5.4 Convertible 2D/3D Integral Imaging

A 2D display will for a long time remain an essential means of pictorial communication. Therefore the forthcoming 3D image technology has to be switchable to the 2D stage. As 2D is not feasible with a lenticular in front of the screen, the lenticulars necessary for 3D must be placed somewhere else, leading to a modified integral imaging approach. We encountered the lenticulars for integral imaging in Sections 5.1–5.3, while pinholes were introduced in Section 5.3.

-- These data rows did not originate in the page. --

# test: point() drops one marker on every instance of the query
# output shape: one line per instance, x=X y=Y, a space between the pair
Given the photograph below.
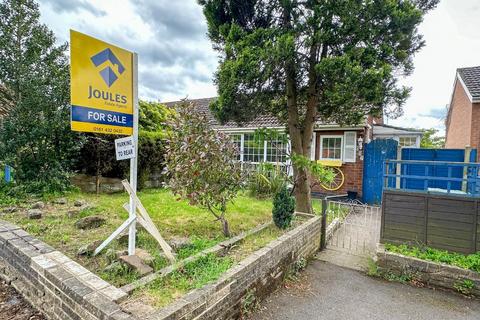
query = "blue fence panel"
x=446 y=155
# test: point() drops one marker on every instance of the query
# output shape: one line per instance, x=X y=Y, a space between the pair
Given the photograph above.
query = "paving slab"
x=326 y=291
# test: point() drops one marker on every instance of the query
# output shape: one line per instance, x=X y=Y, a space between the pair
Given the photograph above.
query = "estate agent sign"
x=104 y=98
x=102 y=79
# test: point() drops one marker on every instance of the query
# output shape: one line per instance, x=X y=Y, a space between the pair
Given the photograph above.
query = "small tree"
x=431 y=141
x=202 y=164
x=35 y=136
x=283 y=208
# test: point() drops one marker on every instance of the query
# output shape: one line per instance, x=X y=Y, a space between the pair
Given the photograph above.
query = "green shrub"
x=471 y=261
x=283 y=208
x=267 y=180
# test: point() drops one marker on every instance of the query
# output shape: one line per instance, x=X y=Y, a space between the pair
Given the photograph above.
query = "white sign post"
x=125 y=148
x=134 y=161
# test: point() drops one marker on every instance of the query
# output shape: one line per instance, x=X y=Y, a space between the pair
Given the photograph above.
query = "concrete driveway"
x=327 y=291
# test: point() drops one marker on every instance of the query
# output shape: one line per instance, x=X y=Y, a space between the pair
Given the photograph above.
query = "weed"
x=193 y=275
x=249 y=303
x=297 y=267
x=373 y=270
x=471 y=261
x=465 y=287
x=394 y=277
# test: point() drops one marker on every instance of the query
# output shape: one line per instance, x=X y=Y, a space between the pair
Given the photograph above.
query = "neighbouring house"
x=331 y=143
x=463 y=119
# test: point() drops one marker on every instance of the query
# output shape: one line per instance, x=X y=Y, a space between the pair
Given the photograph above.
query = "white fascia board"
x=336 y=127
x=464 y=89
x=242 y=130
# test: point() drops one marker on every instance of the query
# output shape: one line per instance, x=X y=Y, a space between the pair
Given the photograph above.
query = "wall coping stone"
x=40 y=272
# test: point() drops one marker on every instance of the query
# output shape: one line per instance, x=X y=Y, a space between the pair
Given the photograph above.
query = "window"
x=407 y=141
x=237 y=141
x=331 y=147
x=277 y=150
x=253 y=149
x=350 y=146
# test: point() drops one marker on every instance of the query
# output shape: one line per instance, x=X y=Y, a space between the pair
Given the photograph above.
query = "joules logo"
x=108 y=74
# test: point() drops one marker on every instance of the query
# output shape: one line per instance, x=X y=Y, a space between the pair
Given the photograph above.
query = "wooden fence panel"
x=439 y=221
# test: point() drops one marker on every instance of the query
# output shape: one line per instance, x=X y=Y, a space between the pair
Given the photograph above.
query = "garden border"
x=62 y=289
x=249 y=281
x=57 y=286
x=428 y=272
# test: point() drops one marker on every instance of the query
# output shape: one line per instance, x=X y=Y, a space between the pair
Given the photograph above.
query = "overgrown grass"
x=193 y=275
x=172 y=217
x=205 y=270
x=471 y=261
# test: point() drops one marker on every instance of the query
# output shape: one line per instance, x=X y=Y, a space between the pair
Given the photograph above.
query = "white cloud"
x=451 y=34
x=176 y=58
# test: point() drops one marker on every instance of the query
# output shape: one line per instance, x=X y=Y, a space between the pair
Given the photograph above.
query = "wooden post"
x=398 y=171
x=466 y=159
x=323 y=235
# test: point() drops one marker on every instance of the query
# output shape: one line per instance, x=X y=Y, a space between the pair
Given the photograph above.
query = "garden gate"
x=355 y=227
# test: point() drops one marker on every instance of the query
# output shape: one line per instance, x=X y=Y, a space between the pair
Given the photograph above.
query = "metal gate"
x=353 y=227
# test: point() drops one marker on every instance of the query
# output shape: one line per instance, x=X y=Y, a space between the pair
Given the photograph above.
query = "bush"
x=283 y=208
x=202 y=164
x=266 y=181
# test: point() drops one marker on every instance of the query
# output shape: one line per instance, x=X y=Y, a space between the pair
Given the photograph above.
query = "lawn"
x=173 y=218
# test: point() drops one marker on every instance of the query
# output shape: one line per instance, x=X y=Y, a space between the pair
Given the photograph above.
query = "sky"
x=176 y=59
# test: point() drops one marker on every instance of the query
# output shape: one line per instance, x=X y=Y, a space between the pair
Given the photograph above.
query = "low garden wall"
x=62 y=289
x=249 y=281
x=53 y=283
x=428 y=272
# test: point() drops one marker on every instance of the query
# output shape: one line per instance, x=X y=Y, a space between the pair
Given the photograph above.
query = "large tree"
x=35 y=137
x=307 y=60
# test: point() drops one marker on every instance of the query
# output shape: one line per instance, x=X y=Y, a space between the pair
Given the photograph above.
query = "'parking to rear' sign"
x=125 y=148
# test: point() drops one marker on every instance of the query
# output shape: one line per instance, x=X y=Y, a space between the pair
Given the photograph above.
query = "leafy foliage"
x=202 y=163
x=35 y=136
x=303 y=61
x=283 y=208
x=471 y=261
x=266 y=180
x=431 y=140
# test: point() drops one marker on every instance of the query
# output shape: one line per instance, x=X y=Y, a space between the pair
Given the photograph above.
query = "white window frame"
x=354 y=147
x=321 y=146
x=416 y=145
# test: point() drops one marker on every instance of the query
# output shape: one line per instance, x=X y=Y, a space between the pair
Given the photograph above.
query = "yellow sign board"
x=101 y=86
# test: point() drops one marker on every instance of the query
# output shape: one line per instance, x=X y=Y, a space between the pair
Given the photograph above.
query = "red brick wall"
x=353 y=171
x=475 y=127
x=459 y=131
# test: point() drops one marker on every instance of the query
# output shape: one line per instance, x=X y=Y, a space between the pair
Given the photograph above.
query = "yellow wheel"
x=337 y=182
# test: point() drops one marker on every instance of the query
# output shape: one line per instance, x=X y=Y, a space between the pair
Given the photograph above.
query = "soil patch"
x=14 y=307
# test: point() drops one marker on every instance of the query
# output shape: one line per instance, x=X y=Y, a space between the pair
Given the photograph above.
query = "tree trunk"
x=225 y=227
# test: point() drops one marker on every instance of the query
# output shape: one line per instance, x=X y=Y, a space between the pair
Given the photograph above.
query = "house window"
x=237 y=141
x=331 y=147
x=277 y=150
x=407 y=141
x=253 y=148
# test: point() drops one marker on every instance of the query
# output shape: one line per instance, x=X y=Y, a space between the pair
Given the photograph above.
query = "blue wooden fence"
x=465 y=183
x=435 y=168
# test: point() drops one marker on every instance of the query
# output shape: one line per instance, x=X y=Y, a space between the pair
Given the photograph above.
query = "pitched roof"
x=202 y=106
x=385 y=129
x=471 y=78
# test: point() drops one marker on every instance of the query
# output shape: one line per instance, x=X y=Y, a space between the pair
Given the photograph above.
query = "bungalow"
x=340 y=146
x=463 y=119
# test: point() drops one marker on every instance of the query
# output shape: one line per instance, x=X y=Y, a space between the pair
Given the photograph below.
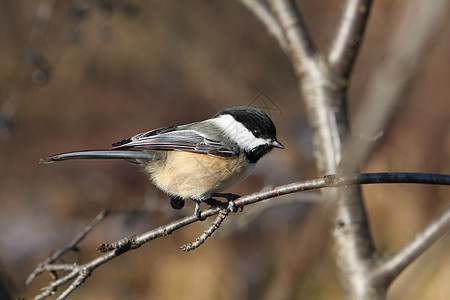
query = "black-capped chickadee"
x=196 y=160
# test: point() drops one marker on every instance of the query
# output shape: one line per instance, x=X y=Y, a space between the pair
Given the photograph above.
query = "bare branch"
x=301 y=49
x=71 y=246
x=348 y=35
x=213 y=227
x=79 y=273
x=392 y=265
x=392 y=77
x=263 y=13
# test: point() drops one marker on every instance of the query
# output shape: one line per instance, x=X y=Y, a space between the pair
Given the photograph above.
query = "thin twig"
x=391 y=79
x=301 y=49
x=388 y=267
x=348 y=35
x=262 y=11
x=208 y=232
x=81 y=272
x=71 y=246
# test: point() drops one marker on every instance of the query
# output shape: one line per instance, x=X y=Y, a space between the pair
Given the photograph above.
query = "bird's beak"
x=277 y=144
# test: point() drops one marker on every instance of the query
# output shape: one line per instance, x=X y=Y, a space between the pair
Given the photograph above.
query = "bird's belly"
x=197 y=176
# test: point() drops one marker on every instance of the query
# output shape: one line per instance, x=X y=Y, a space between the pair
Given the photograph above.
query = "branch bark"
x=79 y=273
x=348 y=35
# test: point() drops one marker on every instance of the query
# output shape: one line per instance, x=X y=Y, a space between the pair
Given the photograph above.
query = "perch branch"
x=348 y=35
x=79 y=273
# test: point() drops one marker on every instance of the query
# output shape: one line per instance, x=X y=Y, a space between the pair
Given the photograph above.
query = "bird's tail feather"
x=99 y=154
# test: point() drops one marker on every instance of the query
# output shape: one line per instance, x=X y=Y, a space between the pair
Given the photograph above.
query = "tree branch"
x=348 y=35
x=392 y=78
x=301 y=49
x=79 y=273
x=392 y=265
x=263 y=13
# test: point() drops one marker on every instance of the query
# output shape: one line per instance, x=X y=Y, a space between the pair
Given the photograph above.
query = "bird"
x=197 y=160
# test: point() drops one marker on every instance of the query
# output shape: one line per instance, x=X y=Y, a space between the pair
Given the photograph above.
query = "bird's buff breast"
x=197 y=176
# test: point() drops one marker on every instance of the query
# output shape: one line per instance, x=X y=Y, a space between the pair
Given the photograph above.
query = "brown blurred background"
x=83 y=74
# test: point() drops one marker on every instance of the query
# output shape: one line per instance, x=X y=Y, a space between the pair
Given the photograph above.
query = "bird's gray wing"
x=174 y=138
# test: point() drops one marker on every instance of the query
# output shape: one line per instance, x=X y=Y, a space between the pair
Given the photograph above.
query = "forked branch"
x=78 y=273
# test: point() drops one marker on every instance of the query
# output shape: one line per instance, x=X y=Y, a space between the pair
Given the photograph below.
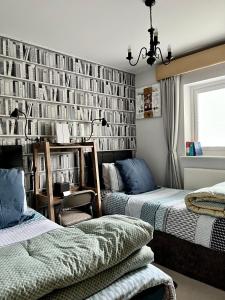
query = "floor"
x=190 y=289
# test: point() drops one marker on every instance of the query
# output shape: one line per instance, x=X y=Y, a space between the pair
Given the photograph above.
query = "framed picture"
x=148 y=102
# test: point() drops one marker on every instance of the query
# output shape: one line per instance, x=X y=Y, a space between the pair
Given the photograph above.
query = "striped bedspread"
x=166 y=211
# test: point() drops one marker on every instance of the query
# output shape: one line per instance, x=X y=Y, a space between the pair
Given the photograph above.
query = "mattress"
x=166 y=211
x=124 y=288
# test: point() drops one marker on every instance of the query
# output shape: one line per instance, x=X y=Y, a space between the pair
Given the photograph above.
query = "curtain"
x=170 y=94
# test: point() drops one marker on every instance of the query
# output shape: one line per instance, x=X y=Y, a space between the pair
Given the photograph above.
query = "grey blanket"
x=63 y=257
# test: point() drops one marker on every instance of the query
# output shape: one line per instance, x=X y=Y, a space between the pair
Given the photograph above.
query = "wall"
x=151 y=144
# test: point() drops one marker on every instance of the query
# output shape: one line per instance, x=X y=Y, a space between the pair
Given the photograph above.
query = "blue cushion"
x=12 y=196
x=136 y=176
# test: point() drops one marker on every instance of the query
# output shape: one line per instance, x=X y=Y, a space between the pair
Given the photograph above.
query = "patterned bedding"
x=123 y=288
x=165 y=210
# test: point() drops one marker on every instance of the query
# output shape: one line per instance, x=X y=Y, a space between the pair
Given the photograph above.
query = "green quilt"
x=65 y=256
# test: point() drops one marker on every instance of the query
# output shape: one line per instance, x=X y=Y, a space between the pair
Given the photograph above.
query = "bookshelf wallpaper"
x=52 y=87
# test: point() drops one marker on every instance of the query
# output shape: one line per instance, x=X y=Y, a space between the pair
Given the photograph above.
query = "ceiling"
x=101 y=30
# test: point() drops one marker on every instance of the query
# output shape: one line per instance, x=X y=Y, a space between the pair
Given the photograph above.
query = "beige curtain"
x=170 y=94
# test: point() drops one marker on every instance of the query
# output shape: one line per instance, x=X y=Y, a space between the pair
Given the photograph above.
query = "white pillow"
x=105 y=176
x=116 y=181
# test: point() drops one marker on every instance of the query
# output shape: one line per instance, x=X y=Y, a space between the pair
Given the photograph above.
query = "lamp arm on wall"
x=104 y=123
x=144 y=55
x=15 y=114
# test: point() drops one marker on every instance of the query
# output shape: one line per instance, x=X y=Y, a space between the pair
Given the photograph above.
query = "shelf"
x=64 y=54
x=67 y=120
x=65 y=103
x=62 y=86
x=64 y=70
x=202 y=157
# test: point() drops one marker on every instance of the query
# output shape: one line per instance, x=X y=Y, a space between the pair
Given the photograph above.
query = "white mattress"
x=26 y=230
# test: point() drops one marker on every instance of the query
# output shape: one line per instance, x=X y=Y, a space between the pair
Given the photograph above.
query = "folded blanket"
x=65 y=256
x=90 y=286
x=208 y=201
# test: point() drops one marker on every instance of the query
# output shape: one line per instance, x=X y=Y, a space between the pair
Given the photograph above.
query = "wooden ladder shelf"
x=48 y=198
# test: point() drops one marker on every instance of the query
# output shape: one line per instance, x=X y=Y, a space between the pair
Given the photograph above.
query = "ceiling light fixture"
x=154 y=52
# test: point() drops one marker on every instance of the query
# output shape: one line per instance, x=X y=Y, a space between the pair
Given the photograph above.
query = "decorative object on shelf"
x=62 y=133
x=154 y=52
x=48 y=199
x=103 y=123
x=148 y=102
x=16 y=114
x=193 y=149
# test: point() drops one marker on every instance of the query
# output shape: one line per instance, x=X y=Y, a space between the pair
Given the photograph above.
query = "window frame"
x=194 y=91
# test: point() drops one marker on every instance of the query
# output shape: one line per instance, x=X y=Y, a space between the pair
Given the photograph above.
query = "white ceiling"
x=101 y=30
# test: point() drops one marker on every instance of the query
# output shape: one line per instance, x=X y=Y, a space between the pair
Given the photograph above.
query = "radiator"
x=195 y=178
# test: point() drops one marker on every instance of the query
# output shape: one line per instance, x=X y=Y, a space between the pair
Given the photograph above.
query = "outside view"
x=211 y=118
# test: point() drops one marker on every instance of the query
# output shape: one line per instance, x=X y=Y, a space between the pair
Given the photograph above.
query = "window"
x=210 y=118
x=206 y=115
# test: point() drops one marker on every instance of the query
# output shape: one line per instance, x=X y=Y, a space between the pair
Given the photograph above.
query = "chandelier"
x=154 y=52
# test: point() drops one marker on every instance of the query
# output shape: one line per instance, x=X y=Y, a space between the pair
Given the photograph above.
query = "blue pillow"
x=12 y=197
x=136 y=176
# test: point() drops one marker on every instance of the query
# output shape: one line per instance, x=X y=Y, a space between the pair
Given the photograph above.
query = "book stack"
x=55 y=88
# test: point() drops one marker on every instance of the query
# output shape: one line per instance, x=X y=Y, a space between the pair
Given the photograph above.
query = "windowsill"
x=202 y=157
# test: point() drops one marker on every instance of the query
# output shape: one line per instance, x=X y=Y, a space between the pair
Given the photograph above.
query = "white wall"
x=151 y=144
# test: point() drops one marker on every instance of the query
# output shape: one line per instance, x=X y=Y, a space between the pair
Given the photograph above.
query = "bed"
x=189 y=243
x=35 y=236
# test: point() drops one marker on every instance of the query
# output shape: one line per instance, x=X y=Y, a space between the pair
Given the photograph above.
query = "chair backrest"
x=77 y=199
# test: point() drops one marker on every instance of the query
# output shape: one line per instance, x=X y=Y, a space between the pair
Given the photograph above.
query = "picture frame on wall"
x=148 y=102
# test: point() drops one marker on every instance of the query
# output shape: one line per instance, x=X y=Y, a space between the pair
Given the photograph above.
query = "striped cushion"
x=116 y=182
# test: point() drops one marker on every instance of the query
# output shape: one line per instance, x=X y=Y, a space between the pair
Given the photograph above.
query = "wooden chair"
x=76 y=208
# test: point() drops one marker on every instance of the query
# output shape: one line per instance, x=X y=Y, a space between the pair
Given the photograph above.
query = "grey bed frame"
x=198 y=262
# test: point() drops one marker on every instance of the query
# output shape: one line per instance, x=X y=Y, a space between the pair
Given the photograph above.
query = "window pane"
x=211 y=118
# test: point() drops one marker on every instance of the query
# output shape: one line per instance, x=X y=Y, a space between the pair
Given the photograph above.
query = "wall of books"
x=52 y=87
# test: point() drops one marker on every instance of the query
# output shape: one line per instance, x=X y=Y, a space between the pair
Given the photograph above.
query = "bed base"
x=195 y=261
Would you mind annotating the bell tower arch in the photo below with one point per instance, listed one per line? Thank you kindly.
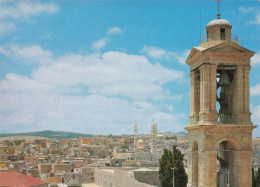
(220, 118)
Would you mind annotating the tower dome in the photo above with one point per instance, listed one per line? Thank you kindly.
(218, 22)
(218, 31)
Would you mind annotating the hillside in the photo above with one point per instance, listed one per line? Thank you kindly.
(49, 134)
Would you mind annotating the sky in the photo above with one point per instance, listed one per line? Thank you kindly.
(100, 66)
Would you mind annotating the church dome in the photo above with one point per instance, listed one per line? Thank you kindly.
(219, 22)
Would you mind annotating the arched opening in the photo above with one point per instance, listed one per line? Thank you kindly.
(227, 170)
(195, 164)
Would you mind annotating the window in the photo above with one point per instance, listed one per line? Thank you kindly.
(222, 34)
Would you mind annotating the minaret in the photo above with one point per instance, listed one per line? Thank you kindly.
(135, 135)
(153, 141)
(220, 127)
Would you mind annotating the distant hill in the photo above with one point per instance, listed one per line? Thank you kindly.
(49, 134)
(183, 133)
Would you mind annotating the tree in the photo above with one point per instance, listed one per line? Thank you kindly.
(172, 159)
(257, 177)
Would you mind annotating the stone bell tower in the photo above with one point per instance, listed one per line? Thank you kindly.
(220, 127)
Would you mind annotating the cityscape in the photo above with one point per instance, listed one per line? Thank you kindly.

We first investigate a 2D/3D approach in which a polymer-dispersed liquid crystal display (PDLC) is switched off for a 2D display and switched on for a 3D presentation [24–26]. Figure 5.30a and 5.30b shows the 2D and the 3D operations. A lenticular and a PDLC cell are placed behind the transmission LCD facing the viewer. In Figure 5.30a the light from a light source and a collimating lens is scattered in the PDLC cell (Chapter 2, ref. [3], p. 145), when no voltage is applied across the cell. This light illuminates first the lens array and then the pixels of the LCD with diffuse light from all directions. The LCD contains a regular 2D display which receives the diffuse light and represents the 2D image in the conventional way. The loading of a 2D image into the LCD has to be synchronized with the switching off of the PDLC.